SEC Veteran Says NFT Market is ‘Flat-Out Rigged’, Here’s Reason
In a recent tweet, John Reed Stark, a veteran of the U.S. Securities and Exchange Commission (SEC) has come forward to claim that the Non-Fungible Token (NFT) market is “flat-out rigged.” He suggests that market manipulation of NFTs is not only widespread but also tacitly endorsed.
The SEC Veteran’s Perspective on the NFT Market
Stark cites a study indicating that a staggering 95% of analyzed NFT collections have a market cap of zero Ether. These statistics are undoubtedly concerning and raise questions about the sustainability of many NFT projects. It highlights the potential prevalence of failed or fraudulent NFT endeavors.
It's Official: NFTs Will Go Down in History As Pet Rocks On Steroids (And Crypto Is On The Fast Track To Do The Same)
Stick a fork in the NFT marketplace, it’s dead.

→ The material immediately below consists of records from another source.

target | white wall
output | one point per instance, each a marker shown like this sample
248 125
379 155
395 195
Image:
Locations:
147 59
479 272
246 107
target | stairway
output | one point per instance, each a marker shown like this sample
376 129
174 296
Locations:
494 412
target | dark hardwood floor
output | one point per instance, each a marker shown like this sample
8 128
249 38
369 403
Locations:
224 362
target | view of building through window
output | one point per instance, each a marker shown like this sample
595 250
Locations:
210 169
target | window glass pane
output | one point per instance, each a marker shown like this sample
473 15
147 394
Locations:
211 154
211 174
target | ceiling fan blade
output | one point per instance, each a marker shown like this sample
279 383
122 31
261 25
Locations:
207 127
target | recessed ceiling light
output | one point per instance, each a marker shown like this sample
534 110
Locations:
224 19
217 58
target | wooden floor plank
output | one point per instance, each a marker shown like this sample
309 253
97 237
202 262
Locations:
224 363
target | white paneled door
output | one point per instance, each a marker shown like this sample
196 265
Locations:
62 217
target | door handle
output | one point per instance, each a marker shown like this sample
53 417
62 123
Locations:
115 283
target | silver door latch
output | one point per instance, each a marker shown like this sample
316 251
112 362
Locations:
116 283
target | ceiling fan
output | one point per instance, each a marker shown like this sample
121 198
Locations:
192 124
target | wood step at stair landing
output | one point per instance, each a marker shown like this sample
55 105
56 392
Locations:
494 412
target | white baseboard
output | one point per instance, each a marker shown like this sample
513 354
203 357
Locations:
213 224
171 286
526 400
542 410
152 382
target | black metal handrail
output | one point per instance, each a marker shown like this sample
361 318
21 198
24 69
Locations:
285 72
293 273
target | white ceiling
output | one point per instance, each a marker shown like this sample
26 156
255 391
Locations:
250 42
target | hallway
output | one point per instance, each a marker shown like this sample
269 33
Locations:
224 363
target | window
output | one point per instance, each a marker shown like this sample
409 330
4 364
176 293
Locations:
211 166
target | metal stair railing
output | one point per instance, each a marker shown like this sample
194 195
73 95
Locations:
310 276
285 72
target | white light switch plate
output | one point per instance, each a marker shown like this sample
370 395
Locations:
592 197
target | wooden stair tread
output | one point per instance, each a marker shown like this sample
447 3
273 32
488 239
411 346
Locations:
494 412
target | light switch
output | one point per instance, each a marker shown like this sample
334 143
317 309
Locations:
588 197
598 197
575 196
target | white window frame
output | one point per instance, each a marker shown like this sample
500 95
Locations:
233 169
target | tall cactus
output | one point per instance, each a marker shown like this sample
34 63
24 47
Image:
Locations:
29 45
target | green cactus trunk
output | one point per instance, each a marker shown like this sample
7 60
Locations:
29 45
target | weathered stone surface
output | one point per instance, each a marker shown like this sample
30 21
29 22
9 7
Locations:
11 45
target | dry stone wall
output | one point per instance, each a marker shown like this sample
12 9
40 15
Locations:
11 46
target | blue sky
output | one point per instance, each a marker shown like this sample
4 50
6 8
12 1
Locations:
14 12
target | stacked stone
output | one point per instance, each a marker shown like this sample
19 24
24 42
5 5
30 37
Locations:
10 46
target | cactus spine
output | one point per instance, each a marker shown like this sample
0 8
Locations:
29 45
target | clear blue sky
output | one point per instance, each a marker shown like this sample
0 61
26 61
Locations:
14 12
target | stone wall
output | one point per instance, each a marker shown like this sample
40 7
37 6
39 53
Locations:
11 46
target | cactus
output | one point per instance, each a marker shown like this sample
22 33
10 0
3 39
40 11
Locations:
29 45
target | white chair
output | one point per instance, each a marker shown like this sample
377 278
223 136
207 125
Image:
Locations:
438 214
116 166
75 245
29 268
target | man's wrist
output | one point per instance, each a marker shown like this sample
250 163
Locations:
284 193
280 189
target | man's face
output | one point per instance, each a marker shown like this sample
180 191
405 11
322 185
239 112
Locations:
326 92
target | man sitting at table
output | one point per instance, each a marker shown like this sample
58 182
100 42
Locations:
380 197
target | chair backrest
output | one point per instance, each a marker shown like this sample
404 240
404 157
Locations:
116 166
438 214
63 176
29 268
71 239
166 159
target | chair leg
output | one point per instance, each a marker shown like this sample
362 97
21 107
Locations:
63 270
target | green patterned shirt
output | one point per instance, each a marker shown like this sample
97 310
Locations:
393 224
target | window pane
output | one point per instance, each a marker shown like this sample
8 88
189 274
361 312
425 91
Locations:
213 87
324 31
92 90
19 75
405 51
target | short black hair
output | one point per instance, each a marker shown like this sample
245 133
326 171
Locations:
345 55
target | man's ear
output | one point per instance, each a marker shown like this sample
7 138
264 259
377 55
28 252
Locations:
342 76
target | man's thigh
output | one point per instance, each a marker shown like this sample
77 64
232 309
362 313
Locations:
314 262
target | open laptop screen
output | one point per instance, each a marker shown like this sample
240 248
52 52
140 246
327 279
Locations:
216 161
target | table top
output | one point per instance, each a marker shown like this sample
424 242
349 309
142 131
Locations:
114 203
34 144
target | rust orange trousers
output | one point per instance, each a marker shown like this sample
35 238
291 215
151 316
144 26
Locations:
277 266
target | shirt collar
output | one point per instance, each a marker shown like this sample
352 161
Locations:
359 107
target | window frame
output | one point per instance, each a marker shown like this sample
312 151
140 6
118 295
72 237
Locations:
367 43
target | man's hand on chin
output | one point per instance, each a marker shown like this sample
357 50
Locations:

Remember when NFTs sold for millions of dollars? 95% of the digital collectibles are now probably worthless, less…
— John Reed Stark (@JohnReedStark) September 21, 2023
Stark also highlights that the most common price for an NFT is now $5-$10. This suggests a significant decline in the value of NFTs since the peak of the market, a far cry from the multi-million-dollar sales that once made headlines.
A major criticism Stark levy at NFT is its underlying nature. He refers to the digital collections as “fractionalized links to the metadata of JPEG files” and deems them an “offensive, shocking, and utterly ridiculous con game.” In his view, NFTs lack inherent value and are little more than digital assets tied to the concept of ownership and scarcity.
Stark went on to criticize venture capitalists and Wall Street profiteers who, he claims, became wealthy by promoting NFTs with promises of decentralization, financial inclusion, and instantaneous wealth. However, he asserts that many retail buyers ended up suffering financial losses while these financiers profited.
Stark Extends Criticism to Crypto World
Stark’s criticism extends beyond NFTs to encompass the entire crypto industry. He argues that crypto fails as an “investment” due to the absence of regulatory oversight, transparency, consumer protections, insurance, licensure, and net capital requirements.
He also emphasizes the prevalence of market manipulation, insider trading, and fraud, suggesting that investors are at a disadvantage from the outset. While some may view his criticism as harsh, it is a reminder that the crypto space, like any other financial market, needs to address its shortcomings to earn the trust and confidence of investors and participants.
It is worth noting that Stark is not the only one criticizing Non-Fungible Tokens. The Chinese government has been a vocal opponent of virtual digital assets in the country, having already banned cryptocurrencies and mining operations.